Sinceramente, espero que esa no haya sido tu reacción, porque eso bloqueará tu superación personal. Este pequeño ejercicio no habrá sido de ningún beneficio para ti. No habrás aprendido nada de él.

Pero hay una segunda y más positiva reacción. Puede ser que veas, quizá por primera vez en tu vida, que aquí hay una necesidad en tu vida de que como cristiano te comprometas intelectualmente un poco más, y puede ser que hayas decidido hacer algo sobre eso. Esta es una decisión crucial. Estarás dando un paso que millones de cristianos Americanos necesitan dar.

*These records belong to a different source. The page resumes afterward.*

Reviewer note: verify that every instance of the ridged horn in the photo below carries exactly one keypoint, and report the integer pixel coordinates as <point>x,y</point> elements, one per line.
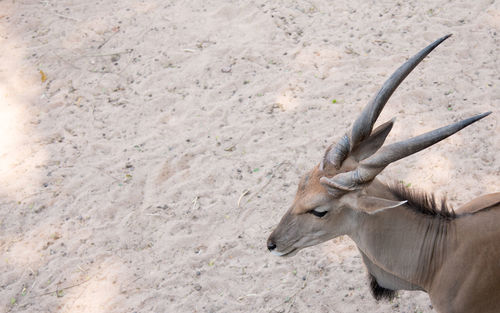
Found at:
<point>363,125</point>
<point>370,167</point>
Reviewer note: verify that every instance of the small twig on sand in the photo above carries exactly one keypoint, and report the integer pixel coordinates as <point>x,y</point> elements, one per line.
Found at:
<point>106,41</point>
<point>58,290</point>
<point>241,197</point>
<point>66,17</point>
<point>273,174</point>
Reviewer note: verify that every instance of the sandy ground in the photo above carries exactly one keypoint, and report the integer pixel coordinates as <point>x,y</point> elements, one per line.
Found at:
<point>131,129</point>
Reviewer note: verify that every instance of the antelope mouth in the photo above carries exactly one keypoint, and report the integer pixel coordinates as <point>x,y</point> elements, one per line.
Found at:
<point>286,254</point>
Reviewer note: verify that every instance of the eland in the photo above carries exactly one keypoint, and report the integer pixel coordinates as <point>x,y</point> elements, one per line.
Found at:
<point>407,239</point>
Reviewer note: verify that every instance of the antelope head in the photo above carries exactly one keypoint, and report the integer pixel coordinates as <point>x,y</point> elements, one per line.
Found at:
<point>338,186</point>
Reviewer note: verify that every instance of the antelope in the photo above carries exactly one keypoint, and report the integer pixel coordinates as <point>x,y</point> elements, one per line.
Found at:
<point>407,239</point>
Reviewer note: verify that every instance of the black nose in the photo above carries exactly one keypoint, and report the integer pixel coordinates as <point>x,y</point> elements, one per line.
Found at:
<point>270,245</point>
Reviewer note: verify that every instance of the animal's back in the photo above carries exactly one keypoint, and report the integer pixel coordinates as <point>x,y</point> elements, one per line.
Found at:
<point>470,279</point>
<point>488,201</point>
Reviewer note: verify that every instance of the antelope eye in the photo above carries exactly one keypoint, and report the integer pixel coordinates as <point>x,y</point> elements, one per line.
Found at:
<point>318,213</point>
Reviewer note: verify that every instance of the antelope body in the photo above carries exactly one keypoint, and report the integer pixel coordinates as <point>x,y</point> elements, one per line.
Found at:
<point>407,240</point>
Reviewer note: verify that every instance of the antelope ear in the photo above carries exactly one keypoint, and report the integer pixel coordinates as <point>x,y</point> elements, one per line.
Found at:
<point>374,205</point>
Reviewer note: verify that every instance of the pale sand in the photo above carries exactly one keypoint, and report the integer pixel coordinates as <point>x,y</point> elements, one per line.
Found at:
<point>121,173</point>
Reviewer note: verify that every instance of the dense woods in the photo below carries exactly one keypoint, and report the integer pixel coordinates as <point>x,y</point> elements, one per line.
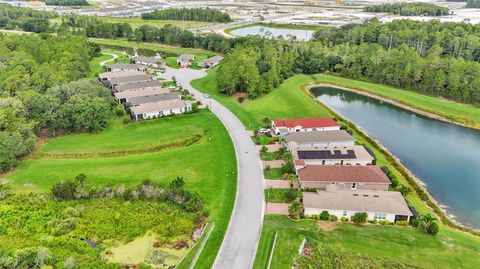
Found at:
<point>37,93</point>
<point>66,2</point>
<point>29,20</point>
<point>409,9</point>
<point>188,14</point>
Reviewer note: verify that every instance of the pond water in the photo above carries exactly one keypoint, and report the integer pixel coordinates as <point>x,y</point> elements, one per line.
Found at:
<point>270,32</point>
<point>444,156</point>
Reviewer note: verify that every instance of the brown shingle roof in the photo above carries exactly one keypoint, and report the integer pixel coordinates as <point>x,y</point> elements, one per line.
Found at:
<point>339,173</point>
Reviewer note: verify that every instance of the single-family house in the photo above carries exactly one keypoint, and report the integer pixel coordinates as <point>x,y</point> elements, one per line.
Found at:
<point>283,127</point>
<point>114,82</point>
<point>136,101</point>
<point>338,138</point>
<point>124,96</point>
<point>351,155</point>
<point>210,62</point>
<point>155,62</point>
<point>185,60</point>
<point>159,109</point>
<point>125,67</point>
<point>347,177</point>
<point>111,75</point>
<point>136,86</point>
<point>379,205</point>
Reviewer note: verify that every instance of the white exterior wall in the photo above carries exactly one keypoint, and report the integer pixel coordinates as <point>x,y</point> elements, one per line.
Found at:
<point>339,213</point>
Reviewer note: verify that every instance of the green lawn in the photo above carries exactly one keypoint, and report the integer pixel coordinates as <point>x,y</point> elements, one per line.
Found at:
<point>462,113</point>
<point>215,180</point>
<point>285,102</point>
<point>449,249</point>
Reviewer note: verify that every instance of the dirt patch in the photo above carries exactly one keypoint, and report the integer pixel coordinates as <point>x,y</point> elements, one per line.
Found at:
<point>326,225</point>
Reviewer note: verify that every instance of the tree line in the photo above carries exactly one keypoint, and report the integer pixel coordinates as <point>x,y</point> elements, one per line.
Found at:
<point>188,14</point>
<point>25,19</point>
<point>409,9</point>
<point>39,92</point>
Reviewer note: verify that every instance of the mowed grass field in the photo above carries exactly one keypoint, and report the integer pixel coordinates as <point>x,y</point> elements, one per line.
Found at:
<point>462,113</point>
<point>449,249</point>
<point>208,167</point>
<point>291,100</point>
<point>288,101</point>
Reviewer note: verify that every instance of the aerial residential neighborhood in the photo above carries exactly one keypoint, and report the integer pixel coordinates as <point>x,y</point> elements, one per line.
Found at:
<point>239,134</point>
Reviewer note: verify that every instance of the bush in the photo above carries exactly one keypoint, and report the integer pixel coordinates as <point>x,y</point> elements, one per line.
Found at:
<point>127,120</point>
<point>359,218</point>
<point>324,215</point>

Nadie ha expresado un reto más fuerte para que los cristianos se comprometan más intelectualmente que Charles Malik, ex-embajador Libanés en los Estados Unidos, en su discurso en la dedicación del Centro Billy Graham en Wheaton, Illinois. Malik enfatizó que como cristianos enfrentamos dos tareas en nuestro evangelismo: salvar el alma y salvar la mente; es decir, no se trata solo de convertir a la gente espiritualmente, sino también convertirlos intelectualmente. Y la iglesia se está rezagando peligrosamente con respecto a esta segunda tarea. Nuestras iglesias están llenas de gente que han nacido de nuevo espiritualmente, pero que todavía piensan como los no cristianos. Nota bien sus palabras:

Debo ser sincero contigo: el mayor peligro que enfrenta el cristianismo evangélico Americano es el peligro del anti-intelectualismo. No estamos cuidando suficientemente la mente en sus más grandes y profundas riquezas. Pero la nutrición intelectual no puede ocurrir aparte de una profunda inmersión por varios años en la historia del pensamiento y el espíritu. Las personas que tienen prisa por salir de la universidad y comenzar a ganar dinero, o servir a la iglesia, o predicar el evangelio no tienen ni idea del infinito valor de pasar años de tiempo libre en conversación con las más grandes mentes y almas del pasado, madurando, afilando y engrandeciendo sus capacidades de pensamiento. El resultado es que el ruedo de pensamiento creativo es desocupado y abdicado en favor del enemigo.2

Malik continúa diciendo:
Requerirá un espíritu totalmente diferente el vencer este gran peligro del anti-intelectualismo. Por ejemplo, digo que este espíritu diferente, en lo que concierne solamente a la filosofía - el campo más importante para el pensamiento e intelecto -, debe ver el enorme valor de pasar un año entero sin hacer otra cosa que estudiando minuciosa e intensivamente la República o el Sofista de Platón, o dos años estudiando minuciosamente la Metafísica o Etica de Aristóteles, o tres años con la Ciudad de Dios de Agustín. Pero si se empieza ahora en un programa intensivo en este y otros campos, llevará por lo menos un siglo alcanzar a los de Harvard, Tubinga y La Sorbona - y para entonces, ¿dónde estarán estas universidades?3

Lo que Malik vio claramente es la posición estratégica que ocupan las universidades al moldear el pensamiento y cultura occidental. De hecho, la única y más importante institución que está moldeando la sociedad occidental es la universidad. Es en la universidad donde son educados nuestros futuros líderes políticos, nuestros periodistas, nuestros abogados, nuestros maestros, nuestros científicos, nuestros ejecutivos de negocios, nuestros artistas. Es en la universidad el lugar donde formularán o, más probablemente, simplemente absorberán la cosmovisión que moldeará sus vidas. Y, ya que estos son los que crean opinión y los líderes que moldean nuestra cultura, la cosmovisión que ellos embeben en la universidad será la que moldee nuestra cultura.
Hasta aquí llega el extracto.